In a test case where the tax authorities have reclassified carried interest for the executives in one of the largest Norwegian private equity houses, the management of the private equity house took the tax authorities’ decision to court, with a ruling partly in favor of the executives in the first round. The District Court concluded that carried interest was not wage for the management, but taxable consultant’s fee (and not capital gains on profits from shares) for their investment companies with a tax rate of 28 per cent (a tax rate that is now reduced to 27 per cent).
As expected, the tax authorities appealed the ruling and the Court of Appeal quite recently ruled in favor of the tax authorities.

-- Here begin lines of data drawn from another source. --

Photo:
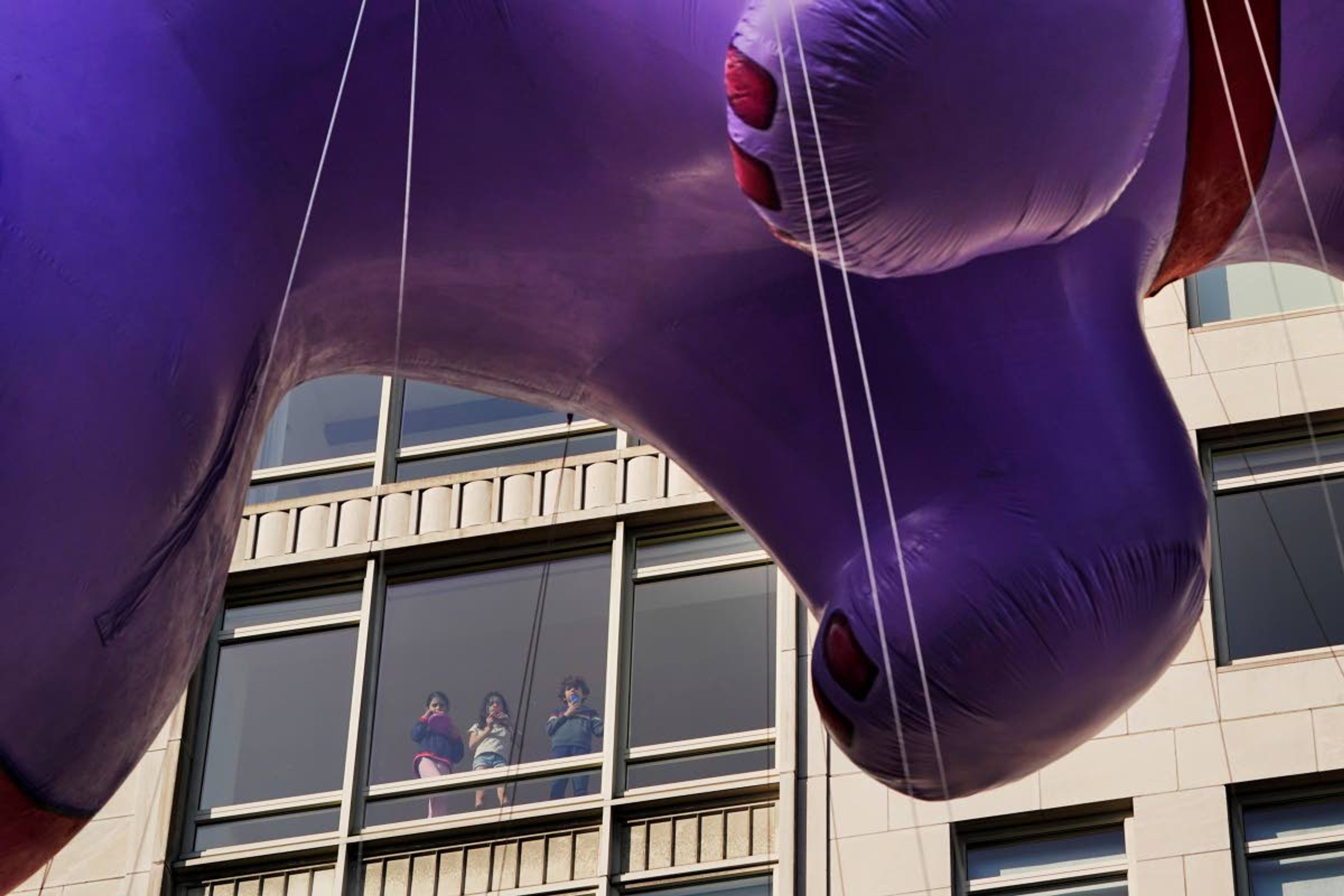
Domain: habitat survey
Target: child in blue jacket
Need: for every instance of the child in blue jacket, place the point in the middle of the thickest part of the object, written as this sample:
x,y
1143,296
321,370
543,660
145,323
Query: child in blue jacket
x,y
572,730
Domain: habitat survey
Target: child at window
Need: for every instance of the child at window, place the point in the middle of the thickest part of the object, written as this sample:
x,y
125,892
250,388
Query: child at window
x,y
440,745
572,730
491,741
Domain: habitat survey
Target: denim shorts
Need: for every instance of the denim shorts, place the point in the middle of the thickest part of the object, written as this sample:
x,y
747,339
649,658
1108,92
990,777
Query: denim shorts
x,y
488,761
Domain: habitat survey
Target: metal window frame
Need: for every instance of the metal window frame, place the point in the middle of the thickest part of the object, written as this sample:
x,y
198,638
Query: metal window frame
x,y
1253,439
608,806
1256,797
1097,872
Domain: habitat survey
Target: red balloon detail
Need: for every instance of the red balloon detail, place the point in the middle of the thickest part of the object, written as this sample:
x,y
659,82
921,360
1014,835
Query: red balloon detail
x,y
848,664
750,88
756,179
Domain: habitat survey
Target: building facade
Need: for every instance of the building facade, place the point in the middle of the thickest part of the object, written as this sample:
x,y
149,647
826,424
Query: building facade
x,y
406,545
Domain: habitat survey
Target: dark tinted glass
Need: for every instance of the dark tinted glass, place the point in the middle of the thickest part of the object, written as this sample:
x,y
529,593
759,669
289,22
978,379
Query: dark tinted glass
x,y
749,887
704,656
1294,820
454,803
1281,577
1307,875
279,718
307,487
468,636
697,548
232,833
487,458
1046,854
444,413
320,605
332,417
1248,290
732,762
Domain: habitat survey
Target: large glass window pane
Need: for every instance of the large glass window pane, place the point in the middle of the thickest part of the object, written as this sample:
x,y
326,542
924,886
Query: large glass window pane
x,y
1280,565
682,550
730,762
1312,817
1311,875
310,485
507,456
747,887
444,413
702,657
251,831
320,420
1046,855
470,636
1248,290
279,718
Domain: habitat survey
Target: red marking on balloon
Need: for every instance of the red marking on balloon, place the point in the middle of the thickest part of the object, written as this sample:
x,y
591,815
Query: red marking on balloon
x,y
848,664
834,721
1214,197
750,88
30,833
756,179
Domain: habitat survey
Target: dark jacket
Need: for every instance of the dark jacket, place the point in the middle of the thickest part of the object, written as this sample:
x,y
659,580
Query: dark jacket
x,y
574,731
439,738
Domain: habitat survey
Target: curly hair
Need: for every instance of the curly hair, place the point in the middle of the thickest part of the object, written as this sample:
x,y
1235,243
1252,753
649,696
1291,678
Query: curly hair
x,y
577,683
486,705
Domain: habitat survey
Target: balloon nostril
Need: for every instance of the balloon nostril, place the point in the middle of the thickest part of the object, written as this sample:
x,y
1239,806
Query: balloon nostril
x,y
848,664
756,179
752,91
834,721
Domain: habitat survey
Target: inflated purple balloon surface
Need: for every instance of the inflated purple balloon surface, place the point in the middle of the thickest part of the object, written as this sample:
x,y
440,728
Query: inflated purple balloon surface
x,y
1008,181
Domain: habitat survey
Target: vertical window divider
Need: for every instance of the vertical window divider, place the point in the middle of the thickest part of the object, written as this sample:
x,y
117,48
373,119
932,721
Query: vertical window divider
x,y
1222,645
363,686
201,734
389,430
785,730
615,711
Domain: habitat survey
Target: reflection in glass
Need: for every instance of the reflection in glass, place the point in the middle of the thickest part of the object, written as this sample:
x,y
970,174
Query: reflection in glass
x,y
1248,290
488,458
702,659
279,718
307,487
444,413
455,803
1043,855
470,636
1310,875
320,420
252,831
257,614
730,762
680,550
1295,820
1280,566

If it becomes binding, the ruling will have a severe impact for the firm’s executives as the total tax cost for the firm and the executives amounts to NOK 294 million, about 90% of the profit they received. The private equity house will appeal the ruling, but it remains to be seen whether the Supreme Court’s Appeal Committee allows the case to be heard by the Supreme Court. If the judgment for any reason becomes binding, it may potentially have severe impact on the taxation of carried interest distributed to Norwegian private equity managers.
Following the ruling from the Court of Appeal, Norwegian tax authorities have stated that they are looking to reclassify carried interest that have been earned in more than 40 different private equity firms. Norwegian private equity firms have however structured their carried interest payments in many different ways, which means that the judgment from the Court of Appeal cannot necessarily be applied equally on the taxation of other private equity firms and their executives.